Saturday, 29 May 2010

Redistribution, Redistribution, Redistribution!

Digging a well sounds so biblical, at least to me, from a place where water comes out of taps connected to the Water Board's supply system.  And really I had thought the spring was enough.  But if the ecohouse is to be truly and reliably self-sufficient then springs are not enough.  In part it's technical and in part it's bureaucratic - obtaining permissions to drill and build is possible now but might not be as restrictions tighten round a scarce resource; and when there are lots of people the spring-fed water supply is too close to the edge for our water-consuming habits.
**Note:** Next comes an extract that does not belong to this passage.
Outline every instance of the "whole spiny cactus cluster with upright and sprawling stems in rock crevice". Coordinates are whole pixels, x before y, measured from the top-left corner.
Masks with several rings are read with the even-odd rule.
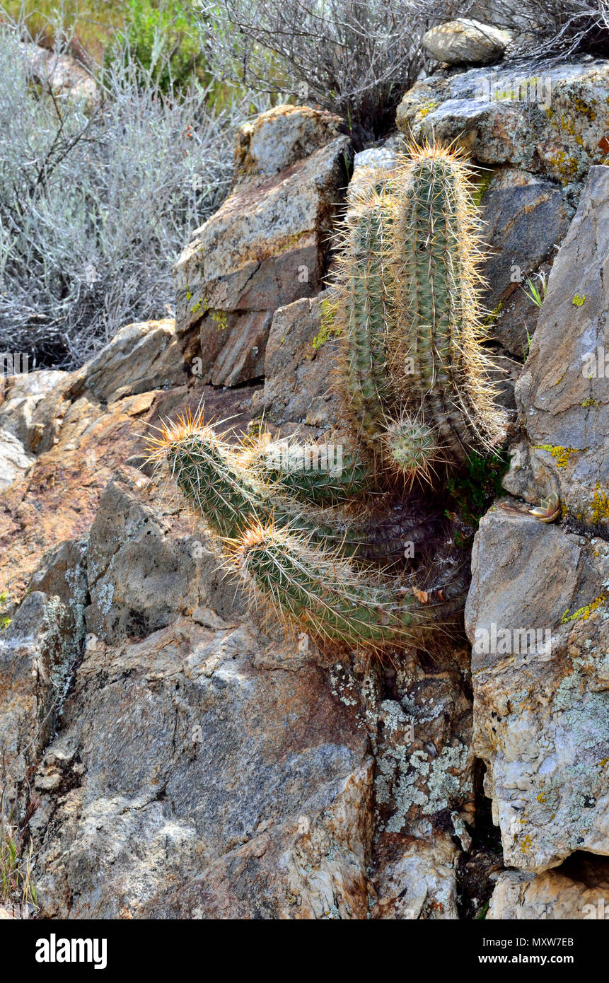
[[[445,530],[421,482],[441,490],[448,469],[496,448],[504,418],[483,348],[462,156],[412,146],[391,174],[361,178],[347,196],[332,304],[353,448],[337,460],[332,445],[270,434],[233,447],[201,413],[164,425],[152,458],[229,545],[253,597],[321,639],[380,652],[427,646],[462,606],[463,568],[453,548],[442,556]],[[415,584],[425,568],[433,589]]]

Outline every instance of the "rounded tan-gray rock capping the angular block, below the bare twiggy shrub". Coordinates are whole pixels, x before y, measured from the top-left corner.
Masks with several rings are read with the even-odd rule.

There used to be a family of fifteen living at the ecohouse when the farm was a full-time occupation and source of income;  but they didn't have three bathrooms.  They didn't have any bathrooms, or electricity, or heating other than the open fire in the central kitchen and the beasts stabled on the ground floor under the living quarters.  We forget how close such deprivation lies, the family were there until 1953 and the great abandonment of the land lasted for twenty years, from the early 'fifties.  It's all been put into reverse now and, as usual, it's the rich that gets the credit and the poor that gets the blame.

The poor get the flat-bound periferia  of the towns and cities, not even the beautiful, historic centres, and that's it.  The isolation, the silence, the views, the woods and  pastures, the dawns and sunsets, the groves and gardens   - all the compensations for the cold, the dark, the loneliness the deprivation, are taken by the owners cocooned by modern technology (and bathrooms.)  The classes who kept these landscapes for centuries couldn't begin to afford them.
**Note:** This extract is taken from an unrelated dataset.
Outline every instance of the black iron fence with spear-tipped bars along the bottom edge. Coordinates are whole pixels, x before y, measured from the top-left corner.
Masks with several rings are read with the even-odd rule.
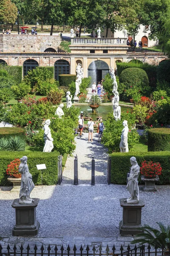
[[[60,247],[60,248],[59,248]],[[37,245],[35,244],[34,248],[30,248],[29,244],[27,245],[26,248],[23,247],[23,244],[21,244],[21,246],[18,246],[16,244],[14,244],[14,246],[8,246],[6,248],[3,248],[0,244],[0,256],[6,255],[6,256],[29,256],[29,255],[48,255],[48,256],[162,256],[162,255],[167,255],[170,256],[170,246],[167,248],[167,250],[164,249],[164,246],[162,246],[162,248],[158,248],[158,247],[154,247],[151,248],[150,245],[142,245],[137,247],[135,246],[131,246],[128,245],[127,247],[115,247],[113,245],[113,247],[107,247],[102,248],[102,246],[100,245],[99,247],[76,247],[76,245],[74,245],[74,247],[71,249],[70,246],[68,245],[68,247],[64,248],[63,245],[62,246],[58,246],[57,245],[54,247],[54,245],[48,245],[47,249],[45,250],[45,248],[43,247],[43,245],[41,247],[39,247],[40,249],[38,250]],[[53,248],[53,250],[51,249]]]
Everyone can walk and picnic through our woods; the hunters are welcome to cull the deer and boar (but not kill the birds and hare), keeping it functioning costs far more than it yields in output of wood and oil (and terrible tomatoes), but there remains an immense social and economic disjunction.   Without the rather miserable modern world there cannot be the (rather miserable) modern populations.

It worries me: if anything goes wrong, even by narrow margins, individual opportunity to act effectively in straitened circumstances is minimal to non-existent.  Notions of 'fairness' and 'aspiration' are irrelevant politico-economic categories except in the current settlement. 

Something, and someone, has got to give.